With the FG likely to delay aggressive revenue measures until a new cabinet is formed in the fourth quarter of 2019 to 2020, the more likely scenario is for fiscal authorities to continue to prioritize personnel expenses over capital expenditure and human capital investment.

The downside to this is the longer term feedback on economic productivity and competitiveness. Nigeria’s labour productivity seems to have stalled over the last decade and barely kept pace with frontier markets in Asia and East Africa.

According to data compiled from the International Labour Organization (ILO), Nigeria’s output per capita (GDP constant 2010 US$) grew at a CAGR of 0.4 percent between 2011 and 2018, slightly ahead of Sub Saharan Africa (SSA) region (+0.3%) but behind high growth markets in Asia (ASEAN: +3.7%) and East Africa (Kenya: +1.9%, Rwanda: +4.0% and Ethiopia: +5.6%).

In our view, prioritising higher minimum wage without addressing the broader productivity challenge could worsen the competitiveness of the Nigerian economy as authorities aim to double the contribution of manufacturing sector to GDP to 20 percent by 2025 from 9.5 percent.

Nigeria faces acute infrastructural challenges in power, transport, and roads limiting growth potential. Notably, capital formation as a ratio of GDP has declined by 5ppts over the last decade to 13.7 percent in 2018 and trails both SSA average (20.2%) and Emerging and Developing Asia (40.2%) according to data from the International Monetary Fund (IMF).

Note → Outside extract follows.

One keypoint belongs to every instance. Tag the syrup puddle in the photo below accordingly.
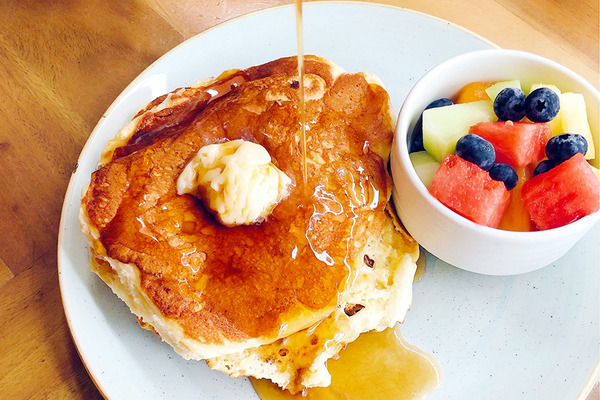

Financing investment across priority areas in infrastructure, education and healthcare will be key to unlocking productivity gains and growth capacity over the medium term.

 

Will the wage increase lead to a turnaround in consumer sentiment?

Nigeria’s much vaunted household consumption expenditure has been under pressure over the past four years in the face of high cost inflation and the economic recession in 2016 which weighed on real income.

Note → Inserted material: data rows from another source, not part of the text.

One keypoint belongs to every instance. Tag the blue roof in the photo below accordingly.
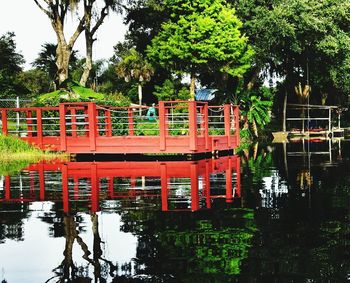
(205, 94)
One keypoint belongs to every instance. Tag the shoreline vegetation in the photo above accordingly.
(16, 154)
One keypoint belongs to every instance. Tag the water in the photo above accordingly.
(277, 213)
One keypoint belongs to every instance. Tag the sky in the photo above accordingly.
(33, 28)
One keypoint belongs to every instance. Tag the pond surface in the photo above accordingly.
(276, 213)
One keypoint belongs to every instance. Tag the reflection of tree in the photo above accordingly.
(11, 226)
(195, 247)
(67, 270)
(310, 242)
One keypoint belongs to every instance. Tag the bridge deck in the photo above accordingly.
(188, 127)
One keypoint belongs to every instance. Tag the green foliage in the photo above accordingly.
(255, 107)
(201, 35)
(171, 91)
(10, 144)
(134, 67)
(10, 67)
(35, 80)
(296, 38)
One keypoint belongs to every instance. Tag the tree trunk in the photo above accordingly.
(57, 12)
(89, 34)
(253, 79)
(192, 86)
(255, 129)
(88, 62)
(139, 88)
(63, 53)
(284, 111)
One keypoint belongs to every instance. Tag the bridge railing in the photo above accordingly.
(86, 119)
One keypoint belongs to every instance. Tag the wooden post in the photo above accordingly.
(4, 121)
(111, 187)
(73, 113)
(92, 125)
(29, 117)
(76, 187)
(236, 115)
(162, 126)
(7, 188)
(39, 123)
(42, 181)
(207, 184)
(206, 125)
(164, 186)
(65, 188)
(227, 121)
(131, 121)
(95, 190)
(238, 176)
(108, 121)
(194, 187)
(63, 136)
(192, 116)
(228, 175)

According to the NBS, aggregate employee compensation fell by a cumulative 18.5 percent in real terms between 2014 and 2016, thus forcing consumers to downsize to cheaper products. The impact wastelling on household consumption spending which contracted 5.7 percent year on year in 2016.

Fortunately, greenshoots of recovery are appearing, with NBS data on national accounts showing a remarkable rebound in real income between 2017 and 2018, thanks to the recovery in oil prices which have stabilized fiscal and external accounts.

Nonetheless, the impact is yet to fully translate to consumer sentiment. Household consumption spending contracted 1.0 percent year on year in 2017 and grew by a soft 0.3 percent in first half of 2018. The big question is if the increase in minimum wage will be the catalyst for stronger real wage growth and turnaround in consumer sentiment. We have a nuanced view on this.

As we noted earlier, the minimum wage increase itself is not enough to lift short to medium term growth prospect above 3 percent without structural reforms to unlock productivity. Nonetheless, similar to the scenario hat played out in the aftermath of the wage increase in 2011, we expect to see some re-allocation of national income from operating surplus to compensation of employees.

This could unlock additional N500bn –N700bn increase in nominal compensation to workers beyond steady state growth, depending on the level of compliance by sub-nationals and the private sector.

Increase in minimum wage is typically targeted at low and lower-middle income classes that spend a disproportionately large share of income on household essentials. This implies that producers of consumer durables (food, pharmaceuticals and apparels) and to a lesser extent, consumer non-durables, stand to benefit more.

As such, we expect industry revenue to recover in the FMCG sector over Full year 2019/2020 on the strength of improving household spending, bolstered by higher real wages and stable exchange rate.

However, the impact on profitability may be constrained by higher wage inflation, increasing competitive pressure and the likelihood of the government taking revenue measures to reduce fiscal imbalances.